Nesse sentido, afirma Süssekind (2004, p. 49) que o modelo neoliberal busca restaurar o ditame individualista da Revolução Francesa, marcado pela liberdade contratual e pela aparente igualdade entre as partes da relação empregatícia, não havendo qualquer observância da ética nas relações humanas.
Ademais, este paradigma neoliberal pode levar à total depreciação das normas trabalhistas, quedando o trabalhador à mercê das exigências da empresa, sem qualquer proteção ou garantia no emprego. Logo, afirma Jorge Neto e Cavalcante (2005, p. 36) que com a desregulamentação há o aviltamento dos “(...) salários, gerando o descumprimento das normas mínimas de proteção aos trabalhadores, em suma: colocando em xeque a própria essência do Direito do Trabalho como direito social”.
O fenômeno da flexibilização, por sua vez, se desenvolve em consonância com o modelo social, defendendo uma atuação positiva do Estado na tutela das relações de emprego.
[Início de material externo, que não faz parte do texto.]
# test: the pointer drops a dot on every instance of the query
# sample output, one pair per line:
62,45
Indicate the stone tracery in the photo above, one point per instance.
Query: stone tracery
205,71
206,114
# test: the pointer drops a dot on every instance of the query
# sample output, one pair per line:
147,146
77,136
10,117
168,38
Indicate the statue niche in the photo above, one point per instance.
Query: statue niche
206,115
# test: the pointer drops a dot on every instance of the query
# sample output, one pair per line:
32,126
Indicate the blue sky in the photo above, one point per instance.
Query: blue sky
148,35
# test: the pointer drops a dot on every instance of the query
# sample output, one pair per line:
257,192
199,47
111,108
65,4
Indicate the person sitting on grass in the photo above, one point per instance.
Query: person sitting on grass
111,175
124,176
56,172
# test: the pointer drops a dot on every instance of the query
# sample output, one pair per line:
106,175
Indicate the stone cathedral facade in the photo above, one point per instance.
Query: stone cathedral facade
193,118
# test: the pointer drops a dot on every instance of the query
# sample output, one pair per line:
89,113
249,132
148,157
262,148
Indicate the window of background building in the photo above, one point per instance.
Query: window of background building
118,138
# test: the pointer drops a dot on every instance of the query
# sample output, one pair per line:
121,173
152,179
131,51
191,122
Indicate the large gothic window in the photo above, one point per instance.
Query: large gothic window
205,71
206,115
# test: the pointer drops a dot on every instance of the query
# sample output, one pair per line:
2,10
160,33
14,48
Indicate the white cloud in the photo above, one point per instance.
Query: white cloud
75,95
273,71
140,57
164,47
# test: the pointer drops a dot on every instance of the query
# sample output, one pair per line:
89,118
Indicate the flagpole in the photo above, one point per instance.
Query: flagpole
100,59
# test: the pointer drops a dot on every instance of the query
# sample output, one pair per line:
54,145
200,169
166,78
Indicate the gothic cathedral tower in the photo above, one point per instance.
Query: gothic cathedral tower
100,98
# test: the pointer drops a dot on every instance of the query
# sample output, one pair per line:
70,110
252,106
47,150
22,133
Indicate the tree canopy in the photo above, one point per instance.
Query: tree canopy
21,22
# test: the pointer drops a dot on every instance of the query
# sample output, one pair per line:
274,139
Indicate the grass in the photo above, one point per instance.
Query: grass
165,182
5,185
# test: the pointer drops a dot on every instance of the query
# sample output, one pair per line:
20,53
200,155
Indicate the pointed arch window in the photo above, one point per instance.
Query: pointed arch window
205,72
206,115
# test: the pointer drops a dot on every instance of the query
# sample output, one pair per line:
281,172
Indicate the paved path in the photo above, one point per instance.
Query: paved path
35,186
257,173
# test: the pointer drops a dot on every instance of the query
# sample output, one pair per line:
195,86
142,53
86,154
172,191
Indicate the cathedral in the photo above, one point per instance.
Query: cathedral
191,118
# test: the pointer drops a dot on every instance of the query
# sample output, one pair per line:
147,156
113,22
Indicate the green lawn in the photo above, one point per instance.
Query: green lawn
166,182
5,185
Este discurso traduz uma forma de adequação da legislação trabalhista às significativas mudanças no mercado de trabalho, não se desvirtuando, porém, dos limites impostos pelos princípios e garantias justrabalhistas (BARROS, 2010, p. 88).
Portanto, certo é que na flexibilidade há uma mitigação das normas trabalhistas sem olvidar-se dos princípios e das garantias conquistadas ao longo dos anos. Nesse sentido, dispõe Plá Rodriguez (2002, p. 80) que pelo próprio húmus do Direito do Trabalho é possível falar em flexibilização das relações de emprego:
Os princípios, próprios do Direito do Trabalho por sua própria natureza e pela índole de sua função, têm uma capacidade de adaptação e de ajuste a diferentes realidades que lhes tiram a rigidez. Ao contrário, são particularmente aptos para conduzir e acompanhar as legítimas tentativas de flexibilização.
Nesses moldes, o sobredito é esclarecido nas palavras de Cassar (2011, p. 44) que diferencia os presentes institutos da seguinte maneira:
A desregulamentação pressupõe a ausência do Estado (Estado mínimo), revogação de direitos impostos pela lei, retirada total da proteção legislativa, permitindo a livre manifestação de vontade, a autonomia privada para regular a relação de trabalho, seja de forma individual ou coletiva. A flexibilização pressupor intervenção estatal, mais ou menos intensa, para proteção dos direitos do trabalhador, mesmo que apenas para garantia de direitos básicos. Na flexibilização um núcleo de normas de ordem pública permanece intangíveis, pois sem estas não se pode conceber a vida do trabalhador com dignidade, sendo fundamental a manutenção do Estado Social.
Como se infere, a desregulamentação pressupõe uma redução do intervencionismo Estatal, propondo que empregado e empregador tenham liberdade de dispor sobre as normas que irão compor sua relação. Todavia, como bem aponta Jorge Neto e Cavalcante (2005, p. 35) “a simples reversão de uma ideologia intervencionista para uma liberal não irá assegurar ao universo dos trabalhadores brasileiros a solução dos seus problemas históricos”.
Outrossim, insta ressaltar que países em desenvolvimento, como o Brasil, não vêm na desregulamentação um modelo eficaz para resolver seus problemas socioeconômicos. Isso pois, tais países ainda possuem condições de trabalho antagônicas ao que idealiza o Estado de bem-estar social, de modo que, é inviável o “(...) afastamento do Estado destas relações privadas, não se pode pretender a privatização dos direitos trabalhistas, o retrocesso de um grande avanço conquistado com profundo sacrifício” (CASSAR, 2011, p. 29).